El fragmento que hoy contemplamos es claro reflejo de esta intención. Por un lado llama a un comportamiento ético que construya comunidad desterrando el furor y la cólera y por otro insiste en la necesidad de cumplir el decálogo y de no olvidar la Alianza. En todo esto se presenta el perdón como actitud básica que cimenta la comunidad y se expresa en la misericordia de Dios.
El salmista destaca la capacidad de Dios de pagarnos de más, sin limitarse a lo que nuestros méritos puedan conseguirnos.
Pedro quiere saber si es suficiente perdonar 7 veces 7, lo cual, hay que admitirlo, es ya bastante, pero Jesús dice que 70 veces 7, lo que equivale a decir siempre. Siempre tal como contigo han tenido paciencia infinita y te lo han perdonado todo.
Todo y siempre vienen a significar lo mismo que aquí y ahora. La vigencia del perdón está en materializarlo en este instante y en estas circunstancias que vivo hoy. No se trata tanto de un valor numérico para llevar la cuenta como de un requerimiento para estar presentes y activos y no dejar pasar las cosas.
Perdonar es liberarse del peso de cualquier rencor sin dejarse dominar por él y potenciar una nueva relacionalidad.
“Per-donar” es continuar (pese a cualquier obstáculo) dando al otro la confianza que su acción nos ha hurtado. Muchas veces se requiere de esa persona una satisfacción; que haga algo o se comprometa seriamente en reparar el vínculo dañado.

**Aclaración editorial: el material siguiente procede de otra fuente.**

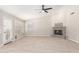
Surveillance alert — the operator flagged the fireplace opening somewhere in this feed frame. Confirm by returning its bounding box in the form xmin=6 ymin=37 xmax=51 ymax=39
xmin=54 ymin=30 xmax=63 ymax=35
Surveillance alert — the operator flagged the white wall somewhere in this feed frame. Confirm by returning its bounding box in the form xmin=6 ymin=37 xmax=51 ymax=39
xmin=26 ymin=15 xmax=52 ymax=36
xmin=51 ymin=5 xmax=79 ymax=43
xmin=0 ymin=10 xmax=25 ymax=44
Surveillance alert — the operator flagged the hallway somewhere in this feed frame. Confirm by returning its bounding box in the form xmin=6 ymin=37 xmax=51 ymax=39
xmin=0 ymin=36 xmax=79 ymax=53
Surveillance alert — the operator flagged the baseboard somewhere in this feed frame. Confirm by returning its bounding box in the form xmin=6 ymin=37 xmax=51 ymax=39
xmin=68 ymin=38 xmax=79 ymax=43
xmin=25 ymin=35 xmax=50 ymax=36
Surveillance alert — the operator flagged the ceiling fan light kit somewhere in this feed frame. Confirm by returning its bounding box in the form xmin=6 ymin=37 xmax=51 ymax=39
xmin=42 ymin=5 xmax=52 ymax=13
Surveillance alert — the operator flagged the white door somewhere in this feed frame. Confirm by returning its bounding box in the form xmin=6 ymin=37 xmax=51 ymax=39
xmin=3 ymin=17 xmax=13 ymax=44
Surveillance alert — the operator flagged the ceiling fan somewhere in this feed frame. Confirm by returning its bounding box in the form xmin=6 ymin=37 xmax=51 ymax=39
xmin=42 ymin=5 xmax=53 ymax=13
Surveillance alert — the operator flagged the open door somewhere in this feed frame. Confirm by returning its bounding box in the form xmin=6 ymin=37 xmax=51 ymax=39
xmin=3 ymin=17 xmax=13 ymax=44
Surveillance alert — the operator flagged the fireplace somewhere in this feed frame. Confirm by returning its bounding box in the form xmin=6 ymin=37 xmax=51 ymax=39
xmin=54 ymin=30 xmax=63 ymax=35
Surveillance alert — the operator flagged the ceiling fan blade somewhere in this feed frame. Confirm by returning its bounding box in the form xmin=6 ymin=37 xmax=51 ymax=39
xmin=44 ymin=8 xmax=52 ymax=10
xmin=44 ymin=10 xmax=48 ymax=13
xmin=42 ymin=5 xmax=44 ymax=10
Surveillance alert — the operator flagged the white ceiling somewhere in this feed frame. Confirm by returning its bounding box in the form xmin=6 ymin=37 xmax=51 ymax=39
xmin=0 ymin=5 xmax=61 ymax=20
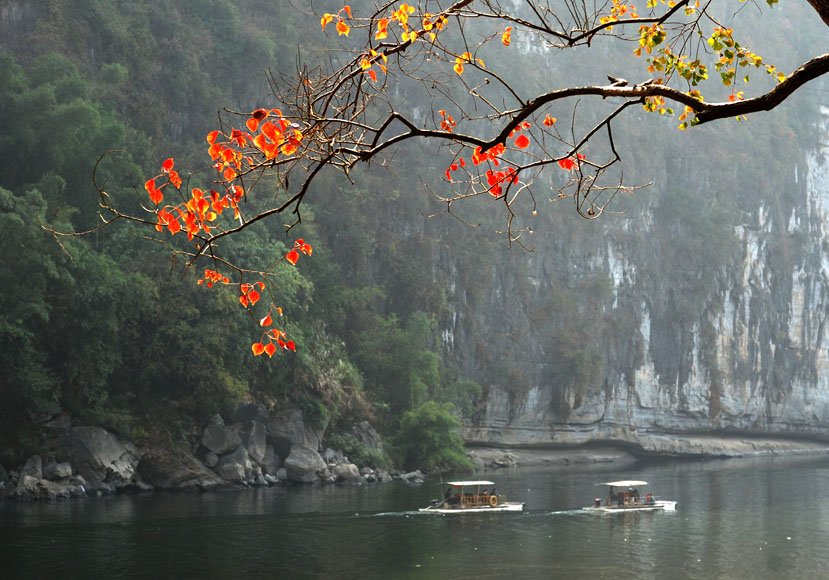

En la parábola, esa satisfacción se escenifica en la prisión que el rey suprimió al verse movido por la lástima. A diferencia de nosotros, Dios no tiene tanto interés en esta reparación como en el restablecimiento de las relaciones con el ser humano.
Sin embargo, la indignación del rey no tuvo límite al descubrir que el siervo perdonado no fue capaz de hacer lo mismo. Este es el argumento de Jesús que, cuando se lanza a decir lo que hemos de hacer, lo fundamenta en todo lo que se nos ha dado.
A ese todo le llamamos salvación que no se explica con un acto de fe ultraterrena, sino con el proceso histórico que nos lleva al descubrimiento de un sentido absoluto que comienza ya en esta vida.
Así pues, hemos de perdonar porque hemos sido perdonados en todo y, a diferencia de la piedad más rigurosa que ponía el acento en el cumplimiento de normas para alcanzar la salvación, tendremos que transmitir el sentido que descubrimos al vernos nosotros mismos liberados de la angustia por el decisivo desmoronamiento de la muerte como destino inapelable que Jesús lleva gratuitamente a cabo mediante su resurrección.
Pablo nos recuerda que en la vida y la muerte somos del Señor, de Cristo, quien ha atravesado ambas experiencias sin dejar de lado, como Ben Sirá defendía, la Palabra de Dios.
Nos hacemos suyos si dejamos que sean su ánimo y su determinación las que nos guíen para acercarnos a quienes sumidos en las peores circunstancias necesitan “per-donar” a Dios, es decir, continuar entregándole su confianza al descubrirle presente junto a ellos mediante nuestra dedicación en vez de pensar en él como el ser ausente que les abandonó cuando debía acompañarles.
Somos del Señor porque le hacemos presente aboliendo la desconsolada pregunta por su paradero. Dios vuelve a ser digno de confianza cuando en su nombre aparecen creadores de una realidad alternativa que sea justa y buena para todos.